K&F Concept 77mm Slim Variable ND Neutral Density Adjustable Fader ND2 to ND400 Lens Filter
A variable neutral density filter allows you to adjust the amount of light reaching your sensor without having to carry around a bag full of screw-on filters, or expensive and time consuming filter holding systems. If you have been in the market for this type of filter you know that this one is on the budget end of the spectrum, and it has its drawbacks. When purchasing this filter you are agreeing to make a compromise, but as you will see in reviews of much more expensive models, that compromise is ubiquitous across the market on variable neutral density filters. I would also recommend that you consider standard screw on ND filters over variable options for still photography.
My overall assessment is that this filter will be that it is completely adequate to all but the most demanding landscape photographers, offering good functionality at an affordable price. However, I am going to start with the negatives so that everyone is aware.

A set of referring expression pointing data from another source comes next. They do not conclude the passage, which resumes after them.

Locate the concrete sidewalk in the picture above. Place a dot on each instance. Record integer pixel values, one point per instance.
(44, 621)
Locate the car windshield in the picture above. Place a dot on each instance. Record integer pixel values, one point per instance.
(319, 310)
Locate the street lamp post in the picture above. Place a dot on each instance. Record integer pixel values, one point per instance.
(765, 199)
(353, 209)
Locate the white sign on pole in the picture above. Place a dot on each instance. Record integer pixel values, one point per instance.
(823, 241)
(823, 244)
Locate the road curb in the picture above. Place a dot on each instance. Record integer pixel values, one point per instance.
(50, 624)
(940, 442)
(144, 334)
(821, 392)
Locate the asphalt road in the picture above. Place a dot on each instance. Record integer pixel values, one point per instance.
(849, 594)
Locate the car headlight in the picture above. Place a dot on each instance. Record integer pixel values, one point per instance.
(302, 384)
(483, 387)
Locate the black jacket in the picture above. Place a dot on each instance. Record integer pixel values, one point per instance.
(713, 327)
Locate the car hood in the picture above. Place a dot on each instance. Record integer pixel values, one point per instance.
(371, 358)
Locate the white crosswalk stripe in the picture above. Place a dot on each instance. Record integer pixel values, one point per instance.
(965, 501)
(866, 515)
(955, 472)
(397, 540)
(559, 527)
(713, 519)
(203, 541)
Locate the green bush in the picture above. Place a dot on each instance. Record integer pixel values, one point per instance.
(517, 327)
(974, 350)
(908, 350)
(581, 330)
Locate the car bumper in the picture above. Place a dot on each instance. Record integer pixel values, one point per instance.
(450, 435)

The problems associated with variable neutral density filters fundamentally arise due to how this filter functions. The filter is comprised of two polarizing filters, and by rotating the front filter you can increase or decrease the amount of light reaching your sensor. Now, at the most extreme setting this filter will exhibit the undesirable effects of this design in quite a pronounced fashion. The Black X:
Now do not be too alarmed this effect is only present at the most extreme setting. When used at less extreme settings this filter exhibited a very slight loss of sharpness that is only apparent when zoomed in to 1:1 magnification and about a 150K shift in white balance towards yellow that is easy to correct for in post as long as you shoot in the raw file format. The only other negative I noticed is that it is that when you adjust the filter, the dimming effect is quite slow at the beginning of the range (stays at 1 2/3rds stops from minimum to about a third of the way through the rotation), but then dims at a much greater rate at the higher end of the range. It would be nice if the dots on the filter correlated to the effect it would have to reproduce desired results.
Now my testing methods would not hold up to scientific inquiry, but I made certain to follow certain procedures to ensure consistency between examples.
Images captured on a Canon EOS 6D
Lens used was a Sigma 50mm f/1.4 Art
Tripod used with center column down
White balance set to 3200K
Raw file format
IS0 100, f/3.2
Base image shot at ISO 100, f/3.2, 0.5 seconds
White balance was corrected in Adobe Lightroom in the shots below
Some exposures have been adjusted for consistency (0.3 stops or less, unless otherwise noted as in the last image)
Base Image (0.5 Seconds):
2 Stops (2 Seconds):
3 Stops (4 Seconds):
Four Stops (8 Seconds):
Five Stops (15 Seconds):
6 Stops (30 Seconds):
7 Stops (in time value 60 Seconds): Adjust to 8.5 stops when considering post processing adjustments (150 seconds):
(Camera meter was thrown off at this level of darkening, exposure was pulled up in post by 1.5 stops)
So is this a highly recommended purchase? Of course not, it’s a compromise. Is this a purchase that has quite good performance for the price? Yes it is as long as you have realistic expectations and an understanding that you will get a black X in your frame if pushing the filter to stronger settings. So, I have covered that variable ND filters are an option if you do not want to carry around a rectangular drop-in filter system or a bunch of screw on filters, and I would argue that overall K&F’s iteration is worth far more than its selling point and a decent option for beginners to professionals on a budget that want to conveniently experiment with long exposure photography, or wide aperture photography/video in bright conditions. If you are serious about using filters, you will quickly replace this one.